Make public transport easy and accessible to all: RACQ

Brisbane was falling behind other capital cities in the race to make public transport faster and more efficient by failing to adopt new payment technology, per the State’s peak motoring body.

RACQ has echoed claims made by that the State’s capital was behind the times, following the announcement Sydney would trial contactless payment on its rail, bus and ferry services.

Queensland’s go card system was rolled out more than a decade ago but had yet to switch to a contactless system.

However, a spokesperson for the Queensland’s Department of Transport and Main Roads said a procurement process was underway for the “Next Generation Ticketing Solution”, with possible contactless trials in Queensland in 2018/19.

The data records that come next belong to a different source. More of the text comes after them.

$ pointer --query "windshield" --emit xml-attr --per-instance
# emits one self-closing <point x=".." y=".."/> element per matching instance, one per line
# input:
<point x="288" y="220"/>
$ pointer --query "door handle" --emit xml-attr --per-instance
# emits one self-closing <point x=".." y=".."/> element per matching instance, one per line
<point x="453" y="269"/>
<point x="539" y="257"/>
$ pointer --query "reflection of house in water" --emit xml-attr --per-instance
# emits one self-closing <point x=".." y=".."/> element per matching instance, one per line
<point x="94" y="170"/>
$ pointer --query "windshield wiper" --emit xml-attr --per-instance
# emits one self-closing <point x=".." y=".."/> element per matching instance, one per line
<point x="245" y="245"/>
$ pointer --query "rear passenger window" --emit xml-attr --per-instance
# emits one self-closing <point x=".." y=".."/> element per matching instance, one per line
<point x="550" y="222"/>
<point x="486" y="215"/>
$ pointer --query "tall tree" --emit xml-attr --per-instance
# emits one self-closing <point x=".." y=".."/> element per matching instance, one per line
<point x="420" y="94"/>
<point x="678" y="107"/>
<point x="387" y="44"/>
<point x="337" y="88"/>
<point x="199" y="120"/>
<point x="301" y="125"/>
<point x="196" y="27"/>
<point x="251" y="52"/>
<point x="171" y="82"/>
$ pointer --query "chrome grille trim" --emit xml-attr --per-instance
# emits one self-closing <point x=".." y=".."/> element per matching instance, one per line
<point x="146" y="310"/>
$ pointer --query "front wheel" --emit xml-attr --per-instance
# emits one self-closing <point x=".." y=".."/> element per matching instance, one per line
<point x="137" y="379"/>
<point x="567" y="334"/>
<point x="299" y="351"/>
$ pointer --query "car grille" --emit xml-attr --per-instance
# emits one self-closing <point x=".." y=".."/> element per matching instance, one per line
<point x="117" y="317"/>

RACQ’s Principal Traffic and Safety Engineer Gregory Miszkowycz said for south east Queensland to keep pace with other States, it had to make public transport as easy and efficient as possible.

“Only 10 percent of commuters currently use public transport and as our roads continue to get busier and more congested, so it’s vital we have the most convenient ways for people to pay their fares,” Mr Miszkowycz said.

“As technology advances and contactless payment becomes more prominent, the State Government should look to embrace the change and make Queensland the leader in fare innovation.”

Mr Miszkowycz said Queensland should look at other world-leading cities that already have innovative payment systems in place.

“Cities like London have multiple ways to pay for public transport with the go card equivalent, contactless bank card, Android and Apple Pay. The days of go card constraints in south east Queensland should be over.”